Social apps are currently inundated with all manner of AI slop. A Cornell University study found that during the 2024 election about 12% of images and 1.4% of text posts on X were AI-generated. More recently, TikTok has seen a surge in AI-generated video content—with a clip of bunnies on trampolines, created by Google Veo 3, garnering more than 230 million views on the app this summer.

And beyond the AI that users are posting to these apps, the platforms have been experimenting with AI chatbots as a new form of “friend” to connect with. So far, the results have been decidedly mixed. Back in March, for instance, a Facebook Messenger chatbot named “Big sis Billie” reportedly lured a cognitively impaired man to a physical address across state lines. The man tripped and fell along the way, ultimately dying from his injuries.

Early on in the antitrust trial, Zuckerberg described his vision of social media’s future. Despite the relative failures of the Metaverse and Apple Vision Pro recently, the Meta CEO predicted the rise of “increasingly immersive content” beyond video, claiming, “we’re just about due for this next major transition” to smart glasses that blend “the physical and digital world together.”

It remains to be seen, though, how much consumer demand exists for social media to become more like an augmented reality game.

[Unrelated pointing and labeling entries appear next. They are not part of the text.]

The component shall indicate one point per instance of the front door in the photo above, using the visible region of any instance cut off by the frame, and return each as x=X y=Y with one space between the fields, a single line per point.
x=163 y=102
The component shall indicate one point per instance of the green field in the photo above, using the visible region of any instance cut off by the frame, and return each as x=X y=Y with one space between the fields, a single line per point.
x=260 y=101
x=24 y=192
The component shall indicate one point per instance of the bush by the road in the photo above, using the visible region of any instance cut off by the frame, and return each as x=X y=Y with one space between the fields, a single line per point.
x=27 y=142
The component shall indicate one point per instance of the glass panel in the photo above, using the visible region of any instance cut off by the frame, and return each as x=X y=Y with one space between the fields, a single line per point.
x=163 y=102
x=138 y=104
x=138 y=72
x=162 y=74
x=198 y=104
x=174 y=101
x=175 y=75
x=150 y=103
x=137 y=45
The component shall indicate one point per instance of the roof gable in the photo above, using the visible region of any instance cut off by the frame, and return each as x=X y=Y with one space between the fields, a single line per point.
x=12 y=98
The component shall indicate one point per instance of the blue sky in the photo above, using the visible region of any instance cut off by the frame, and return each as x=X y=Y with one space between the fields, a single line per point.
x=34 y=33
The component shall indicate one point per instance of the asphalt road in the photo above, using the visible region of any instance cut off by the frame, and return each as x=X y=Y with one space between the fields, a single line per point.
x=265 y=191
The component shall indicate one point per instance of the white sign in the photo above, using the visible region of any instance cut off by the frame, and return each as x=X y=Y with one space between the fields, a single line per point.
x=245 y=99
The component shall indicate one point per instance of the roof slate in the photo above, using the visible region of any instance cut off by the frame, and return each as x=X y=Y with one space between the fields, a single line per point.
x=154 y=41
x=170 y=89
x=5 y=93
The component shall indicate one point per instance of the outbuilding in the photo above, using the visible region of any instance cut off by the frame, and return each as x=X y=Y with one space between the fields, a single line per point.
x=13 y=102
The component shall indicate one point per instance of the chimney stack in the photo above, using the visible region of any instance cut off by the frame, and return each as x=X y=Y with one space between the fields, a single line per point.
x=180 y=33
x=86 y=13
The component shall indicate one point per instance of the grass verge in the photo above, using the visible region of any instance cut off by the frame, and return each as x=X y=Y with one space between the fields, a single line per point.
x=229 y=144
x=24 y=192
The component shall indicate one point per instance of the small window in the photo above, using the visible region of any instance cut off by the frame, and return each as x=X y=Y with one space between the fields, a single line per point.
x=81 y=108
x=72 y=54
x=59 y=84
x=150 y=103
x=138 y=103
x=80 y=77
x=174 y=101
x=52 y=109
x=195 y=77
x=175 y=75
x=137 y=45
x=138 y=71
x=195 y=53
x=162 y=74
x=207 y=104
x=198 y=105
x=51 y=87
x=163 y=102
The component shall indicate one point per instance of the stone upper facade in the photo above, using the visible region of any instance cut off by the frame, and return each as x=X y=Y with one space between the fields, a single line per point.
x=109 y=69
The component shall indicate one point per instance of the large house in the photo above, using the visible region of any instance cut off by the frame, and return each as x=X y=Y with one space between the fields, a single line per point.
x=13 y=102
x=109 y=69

Perhaps the future of social media is group chat apps like Geneva, Internet 1.0-aping “social magazines” like Perfectly Imperfect, or subscription-based micro-communities on Patreon built around shared interests in a podcast or creator.

On a long enough timeline, though, every done-to-death trend becomes ripe for renewal. (See: our reboot-filled box office, or Uber’s obsession with reinventing the bus.) It may just be a matter of time before user fatigue from connecting with people across disparate sites and apps leads a Silicon Valley wunderkind to bring everyone together in a massive digital community. Sort of like a social network.